I might worry that this why I've had to take so much stuff back after Christmas. But no, as I said to the young man who said he could help me with my wife's new gadget, it's not that I don't know how to make it work, because I can make my own work. It's just that because modern technology can, modern technology does and then it's made itself too complicated to work
Wednesday, 9 January 2013
Fuel poverty kills vulnerable people, including older people
I came across an intriguing report about fuel poverty among
older people (and other vulnerable people), written in 2011 for Friends of the
Earth, the environmental charity, by Sir Michael Marmot. You may wonder why FoE
are doing stuff on fuel poverty: their website connects this with energy efficiency
contributing to a good relationship between humanity and the environment. You
may also wonder how Marmot (a public health medic) comes to be writing all this
stuff: of course he doesn’t, he has a team paid for by sucking up research
grants from organisations which very broadly fit within his main research theme
that tackling health inequalities is a crucial part of improving health
nationally and internationally. Presumably, he looks at what they are doing and
so his signature on the report gives it added credibility.

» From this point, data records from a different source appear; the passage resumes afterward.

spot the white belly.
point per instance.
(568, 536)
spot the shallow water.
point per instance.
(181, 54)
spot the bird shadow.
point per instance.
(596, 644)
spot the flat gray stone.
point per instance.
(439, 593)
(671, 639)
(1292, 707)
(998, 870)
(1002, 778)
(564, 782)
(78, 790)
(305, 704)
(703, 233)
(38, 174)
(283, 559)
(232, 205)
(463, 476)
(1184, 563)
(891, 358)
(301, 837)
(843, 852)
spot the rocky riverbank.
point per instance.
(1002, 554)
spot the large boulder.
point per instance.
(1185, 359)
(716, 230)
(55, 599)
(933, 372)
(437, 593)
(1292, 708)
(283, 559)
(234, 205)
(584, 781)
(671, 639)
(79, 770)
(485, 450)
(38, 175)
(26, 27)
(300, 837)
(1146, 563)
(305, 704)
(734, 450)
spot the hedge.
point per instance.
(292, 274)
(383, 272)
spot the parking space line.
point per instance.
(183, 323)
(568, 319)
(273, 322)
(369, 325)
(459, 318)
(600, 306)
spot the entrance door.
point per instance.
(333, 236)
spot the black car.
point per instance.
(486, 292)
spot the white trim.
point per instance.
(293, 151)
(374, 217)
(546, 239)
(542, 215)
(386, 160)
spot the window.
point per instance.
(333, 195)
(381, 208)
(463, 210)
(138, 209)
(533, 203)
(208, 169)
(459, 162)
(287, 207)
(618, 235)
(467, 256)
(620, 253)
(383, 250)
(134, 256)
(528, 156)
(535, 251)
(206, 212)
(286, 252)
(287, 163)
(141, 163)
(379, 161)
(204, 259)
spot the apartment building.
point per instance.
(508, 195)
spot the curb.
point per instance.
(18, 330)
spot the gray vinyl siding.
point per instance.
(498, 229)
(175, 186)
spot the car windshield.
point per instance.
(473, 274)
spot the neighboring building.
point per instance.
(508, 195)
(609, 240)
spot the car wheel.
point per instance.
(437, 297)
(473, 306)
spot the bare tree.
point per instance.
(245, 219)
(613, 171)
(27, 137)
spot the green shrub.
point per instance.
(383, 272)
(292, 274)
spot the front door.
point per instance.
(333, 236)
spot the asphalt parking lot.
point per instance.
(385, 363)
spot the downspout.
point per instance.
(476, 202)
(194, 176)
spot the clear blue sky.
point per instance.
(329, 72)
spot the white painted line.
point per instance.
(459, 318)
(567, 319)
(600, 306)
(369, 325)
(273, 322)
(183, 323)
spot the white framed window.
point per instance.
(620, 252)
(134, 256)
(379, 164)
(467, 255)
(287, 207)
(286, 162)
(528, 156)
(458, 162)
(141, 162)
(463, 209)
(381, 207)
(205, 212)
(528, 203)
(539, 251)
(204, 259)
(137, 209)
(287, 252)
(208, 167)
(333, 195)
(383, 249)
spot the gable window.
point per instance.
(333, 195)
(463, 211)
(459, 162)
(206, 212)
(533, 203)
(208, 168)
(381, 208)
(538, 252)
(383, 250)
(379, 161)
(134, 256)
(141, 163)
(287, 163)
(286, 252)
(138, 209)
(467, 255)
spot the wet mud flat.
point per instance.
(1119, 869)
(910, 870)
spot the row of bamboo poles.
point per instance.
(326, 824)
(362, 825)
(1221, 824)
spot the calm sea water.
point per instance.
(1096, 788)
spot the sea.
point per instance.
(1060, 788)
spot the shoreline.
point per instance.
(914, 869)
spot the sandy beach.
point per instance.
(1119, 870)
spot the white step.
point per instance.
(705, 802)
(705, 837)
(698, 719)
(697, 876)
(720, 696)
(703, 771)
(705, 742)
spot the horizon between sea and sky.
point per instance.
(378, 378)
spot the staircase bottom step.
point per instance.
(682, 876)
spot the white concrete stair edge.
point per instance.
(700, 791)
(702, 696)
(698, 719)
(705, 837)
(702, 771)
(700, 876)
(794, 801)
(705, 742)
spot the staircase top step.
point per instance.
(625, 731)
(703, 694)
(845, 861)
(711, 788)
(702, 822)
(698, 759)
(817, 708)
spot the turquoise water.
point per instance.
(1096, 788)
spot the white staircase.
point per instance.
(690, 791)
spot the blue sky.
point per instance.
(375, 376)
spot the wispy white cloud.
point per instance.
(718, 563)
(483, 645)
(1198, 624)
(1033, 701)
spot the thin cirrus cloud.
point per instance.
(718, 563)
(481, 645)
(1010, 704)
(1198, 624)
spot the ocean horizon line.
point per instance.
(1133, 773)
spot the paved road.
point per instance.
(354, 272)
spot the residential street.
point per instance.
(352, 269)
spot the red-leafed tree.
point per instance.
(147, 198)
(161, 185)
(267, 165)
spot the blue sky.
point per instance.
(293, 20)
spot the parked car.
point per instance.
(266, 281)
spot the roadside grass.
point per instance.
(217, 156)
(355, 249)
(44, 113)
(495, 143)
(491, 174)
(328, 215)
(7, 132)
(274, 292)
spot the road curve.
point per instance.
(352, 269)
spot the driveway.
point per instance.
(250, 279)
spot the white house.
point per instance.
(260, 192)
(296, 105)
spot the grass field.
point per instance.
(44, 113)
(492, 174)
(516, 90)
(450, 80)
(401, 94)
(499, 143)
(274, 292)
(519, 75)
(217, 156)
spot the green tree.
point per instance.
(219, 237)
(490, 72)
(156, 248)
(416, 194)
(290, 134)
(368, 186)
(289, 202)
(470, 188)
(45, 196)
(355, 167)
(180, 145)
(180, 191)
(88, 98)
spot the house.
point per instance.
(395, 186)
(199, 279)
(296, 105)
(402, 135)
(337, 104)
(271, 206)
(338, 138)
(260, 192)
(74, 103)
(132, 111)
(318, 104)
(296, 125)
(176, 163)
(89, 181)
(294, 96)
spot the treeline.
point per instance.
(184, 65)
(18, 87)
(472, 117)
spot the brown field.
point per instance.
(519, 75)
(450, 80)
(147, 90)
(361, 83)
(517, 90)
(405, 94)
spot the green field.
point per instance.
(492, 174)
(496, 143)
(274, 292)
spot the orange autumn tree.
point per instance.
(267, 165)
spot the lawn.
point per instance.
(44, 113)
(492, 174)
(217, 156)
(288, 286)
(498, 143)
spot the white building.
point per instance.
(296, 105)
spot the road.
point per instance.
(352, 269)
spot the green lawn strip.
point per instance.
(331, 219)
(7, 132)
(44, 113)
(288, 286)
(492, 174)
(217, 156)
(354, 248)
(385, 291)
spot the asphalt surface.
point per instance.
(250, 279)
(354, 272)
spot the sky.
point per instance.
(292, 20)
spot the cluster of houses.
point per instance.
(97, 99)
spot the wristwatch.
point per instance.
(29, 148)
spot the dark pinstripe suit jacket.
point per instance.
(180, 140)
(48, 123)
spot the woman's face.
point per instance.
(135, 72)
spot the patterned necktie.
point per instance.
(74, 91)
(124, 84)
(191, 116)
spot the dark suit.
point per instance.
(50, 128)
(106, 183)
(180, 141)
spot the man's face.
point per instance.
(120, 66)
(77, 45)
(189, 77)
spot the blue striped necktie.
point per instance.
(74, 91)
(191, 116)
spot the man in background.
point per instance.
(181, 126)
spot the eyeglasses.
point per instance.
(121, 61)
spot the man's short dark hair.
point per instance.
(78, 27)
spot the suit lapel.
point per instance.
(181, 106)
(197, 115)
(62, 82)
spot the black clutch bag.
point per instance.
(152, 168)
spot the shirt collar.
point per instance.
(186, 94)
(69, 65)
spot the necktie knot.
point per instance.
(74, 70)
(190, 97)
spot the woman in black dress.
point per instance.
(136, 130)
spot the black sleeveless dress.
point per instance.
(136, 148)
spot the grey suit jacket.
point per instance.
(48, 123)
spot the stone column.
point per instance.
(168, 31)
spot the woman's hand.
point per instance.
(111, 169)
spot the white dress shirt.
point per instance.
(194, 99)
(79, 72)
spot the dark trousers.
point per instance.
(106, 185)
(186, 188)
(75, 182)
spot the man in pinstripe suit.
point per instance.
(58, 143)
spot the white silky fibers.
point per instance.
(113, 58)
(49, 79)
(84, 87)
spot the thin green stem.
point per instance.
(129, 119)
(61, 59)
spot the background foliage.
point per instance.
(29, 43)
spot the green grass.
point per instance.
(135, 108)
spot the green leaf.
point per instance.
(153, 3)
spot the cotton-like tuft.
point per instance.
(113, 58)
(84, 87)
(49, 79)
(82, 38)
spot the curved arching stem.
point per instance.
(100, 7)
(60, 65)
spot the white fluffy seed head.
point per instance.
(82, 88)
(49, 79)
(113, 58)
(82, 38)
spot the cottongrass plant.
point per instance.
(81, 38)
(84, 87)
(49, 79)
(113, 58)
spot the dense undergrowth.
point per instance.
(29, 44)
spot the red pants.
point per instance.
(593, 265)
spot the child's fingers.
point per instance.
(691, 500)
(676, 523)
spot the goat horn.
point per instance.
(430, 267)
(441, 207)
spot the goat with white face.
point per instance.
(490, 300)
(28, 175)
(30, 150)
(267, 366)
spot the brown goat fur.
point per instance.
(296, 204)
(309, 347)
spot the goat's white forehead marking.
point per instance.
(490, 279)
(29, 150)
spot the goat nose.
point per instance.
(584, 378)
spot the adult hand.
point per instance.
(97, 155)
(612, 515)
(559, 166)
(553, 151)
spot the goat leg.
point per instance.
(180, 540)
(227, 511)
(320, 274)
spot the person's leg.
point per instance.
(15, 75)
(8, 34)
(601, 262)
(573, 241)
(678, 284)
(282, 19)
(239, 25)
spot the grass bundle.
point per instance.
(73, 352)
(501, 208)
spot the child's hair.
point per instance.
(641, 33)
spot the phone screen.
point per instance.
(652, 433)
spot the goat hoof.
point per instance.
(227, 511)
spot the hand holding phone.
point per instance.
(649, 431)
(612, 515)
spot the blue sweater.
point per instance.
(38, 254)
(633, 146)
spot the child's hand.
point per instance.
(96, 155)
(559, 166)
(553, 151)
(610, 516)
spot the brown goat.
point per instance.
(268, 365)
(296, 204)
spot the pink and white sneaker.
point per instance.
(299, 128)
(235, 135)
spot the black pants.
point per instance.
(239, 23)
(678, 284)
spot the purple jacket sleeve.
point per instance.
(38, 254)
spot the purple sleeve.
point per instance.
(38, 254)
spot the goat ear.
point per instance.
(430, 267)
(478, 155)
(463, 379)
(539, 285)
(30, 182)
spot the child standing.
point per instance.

It’s mainly a literature review, and it collects up some
very interesting figures. Among them, is this graph, which shows the excess
deaths in different years from 1999 to 2010 due to cold. The point is that, particularly
for older and other vulnerable people, cold is a real health hazard, and
therefore fuel poverty is an important issue. The NHS spends a lot of money treating
people for disease caused by poor heating in private sector housing, according
the a quotation from the Chief Medical Officer of the Department of Health in
the FoE report.
You are in fuel poverty if you spend more than 10% of your disposable
income on heating and lighting. There are three reasons for getting into fuel
poverty. Obviously one is how rich your household is; the rich can afford their
fuel. The other two are the cost of fuel and how well-insulated your house is.